Sergio Lopez, chief production officer at McCann World Group EMEA, has six tips for savvy advertisers.
There’s no denying influencers are everywhere. You can see them at dusk jogging in the park, at clubs in Ibiza, atop the Eiffel Tower and as a production agency… in every client brief.
We’re witnessing a time where people have fake news fatigue. They’re done with empty promises and with celebrities selling their souls to brands. With the 90s and Noughties glorifying celebrities, it came as no surprise that people began trying so hard to emulate their idols - searching for a glimpse of attainable and aspirational truth.
"An influencer is a celebrity, a brand, a publisher and a media channel all rolled into one."
Then adland stepped in with the brilliant idea to replace actors with the new celebrity - influencers. Most brands were happy to use influencers in their campaigns, but they failed to consider that influencers were ‘real people’, and did not change the format, the engagement or the creative. They just thought: “Let’s get people that tell the truth and have them read scripts!” Brands that went down that road actually deadened their chances of truly engaging with the consumer and managed to take down the influencer along the way.
So this begs the question: How does one work with influencers (well)?
First things first. You need to understand that an influencer is more than a person. They are a celebrity, a brand, a publisher and a media channel all rolled into one. With that in mind, here are six things to keep in mind when working with influencers:
1. Do not boil the ocean
Have a clear brand objective. Do you want to raise awareness? Do you want to convert to purchase? Do you want to re-build your reputation? Once that’s been decided, then identify the right influencer for you, the one that can tell your narrative and tell it well. And above all else - avoid trying to do everything at once.
2. Write cheques for your bank account and not your ego
The great thing about influencers is that they have an existing community of people that they engage with on a regular basis and foster relationships of trust. Influencers can give you a return on investment of more than 700% if chosen carefully. Don’t go for the biggest name or the person with the biggest following. Go for the influencer that your target audience will follow. A nano-influencer that has built their brand around tennis will most likely drive a bigger audience to buy tennis rackets than a celebrity whose passion lies with music.

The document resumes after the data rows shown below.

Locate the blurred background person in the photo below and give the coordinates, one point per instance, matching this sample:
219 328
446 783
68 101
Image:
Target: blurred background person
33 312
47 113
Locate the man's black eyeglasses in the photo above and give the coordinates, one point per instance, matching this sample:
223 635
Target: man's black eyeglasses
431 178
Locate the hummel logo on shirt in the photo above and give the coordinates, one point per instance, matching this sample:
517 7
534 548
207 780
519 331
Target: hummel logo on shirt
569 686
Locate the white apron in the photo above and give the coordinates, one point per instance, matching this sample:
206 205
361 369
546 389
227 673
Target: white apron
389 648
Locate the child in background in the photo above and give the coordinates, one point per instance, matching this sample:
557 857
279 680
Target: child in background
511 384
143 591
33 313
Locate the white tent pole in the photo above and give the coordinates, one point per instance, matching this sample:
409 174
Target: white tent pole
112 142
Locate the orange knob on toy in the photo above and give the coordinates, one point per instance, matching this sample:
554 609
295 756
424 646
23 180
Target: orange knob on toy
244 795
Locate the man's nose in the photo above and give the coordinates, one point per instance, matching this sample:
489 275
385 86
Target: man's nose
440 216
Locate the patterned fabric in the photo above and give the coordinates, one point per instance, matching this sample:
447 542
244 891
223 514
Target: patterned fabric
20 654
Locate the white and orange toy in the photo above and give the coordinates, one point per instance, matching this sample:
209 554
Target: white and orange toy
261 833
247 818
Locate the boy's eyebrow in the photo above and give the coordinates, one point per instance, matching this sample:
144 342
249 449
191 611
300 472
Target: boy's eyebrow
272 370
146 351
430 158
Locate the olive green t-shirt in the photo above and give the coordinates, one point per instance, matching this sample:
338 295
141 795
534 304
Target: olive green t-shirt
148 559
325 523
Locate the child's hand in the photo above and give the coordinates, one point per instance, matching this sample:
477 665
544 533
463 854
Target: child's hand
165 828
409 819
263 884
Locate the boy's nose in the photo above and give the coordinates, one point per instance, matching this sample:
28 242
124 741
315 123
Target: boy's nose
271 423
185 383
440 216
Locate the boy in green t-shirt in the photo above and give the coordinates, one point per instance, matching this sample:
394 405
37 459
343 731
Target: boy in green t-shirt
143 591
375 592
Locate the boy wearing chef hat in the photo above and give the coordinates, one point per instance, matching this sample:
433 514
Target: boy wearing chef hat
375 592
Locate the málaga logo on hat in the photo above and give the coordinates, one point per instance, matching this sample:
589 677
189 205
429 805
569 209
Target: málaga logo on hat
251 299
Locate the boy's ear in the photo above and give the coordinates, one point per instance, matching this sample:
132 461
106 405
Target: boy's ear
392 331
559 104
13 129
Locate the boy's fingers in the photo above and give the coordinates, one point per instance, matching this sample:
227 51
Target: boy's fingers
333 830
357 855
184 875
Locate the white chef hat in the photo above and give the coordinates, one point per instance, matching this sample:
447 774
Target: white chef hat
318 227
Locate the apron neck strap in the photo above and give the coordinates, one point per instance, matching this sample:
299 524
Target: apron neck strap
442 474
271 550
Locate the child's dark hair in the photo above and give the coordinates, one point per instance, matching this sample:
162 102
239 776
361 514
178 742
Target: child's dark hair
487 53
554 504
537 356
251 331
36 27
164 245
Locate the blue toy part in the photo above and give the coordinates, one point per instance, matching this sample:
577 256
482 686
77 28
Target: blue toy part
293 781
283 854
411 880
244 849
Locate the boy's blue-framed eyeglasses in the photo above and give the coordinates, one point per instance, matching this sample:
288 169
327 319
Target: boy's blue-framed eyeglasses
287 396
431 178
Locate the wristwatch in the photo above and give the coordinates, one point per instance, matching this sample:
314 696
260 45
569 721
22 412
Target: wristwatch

3. Merge two brands in a natural way
Look at what we did with Xbox’s Franchise Model campaign [above]. We merged influencers with games based on their passions and interests (eg racing and forza). That way it became easy for the influencers to talk about how and why they designed their said game controller. It also felt like a seamless partnership and process. It’s not about product placement anymore - it has transitioned to product embracement.
Followers know their influencers inside out and can smell scripted bull from miles away. You need to look at the influencer as another creative and together come up with an idea that can be expressed naturally. The format, the word, the visuals all need to be familiar and feel genuine to the influencer’s followers.
Help influencers bring their ideas to life. There are both micro and nano-influencers with great ideas, but they may have struggled to bring them to life due to lack of experience or resources. By supporting influencers’ ideas and sharing their assets such as photos and videos the benefits are two-fold.
6. It’s not a one night stand; it’s a relationship
Using influencers just to replace actors in a one-off spot is a wasted opportunity. Since influencers are embracing the brand, have them share their experience with the brand over time and gather intel from their followers that you won’t get from even the best focus group. Test, listen, measure and learn…
Influencers might not be the golden chalice to every brief, but they can be the glue that binds people to brands who truly care about their consumers. Influencers are storytellers and given the chance to go beyond the selfie, they will help brands play that engaging and meaningful role in people’s lives.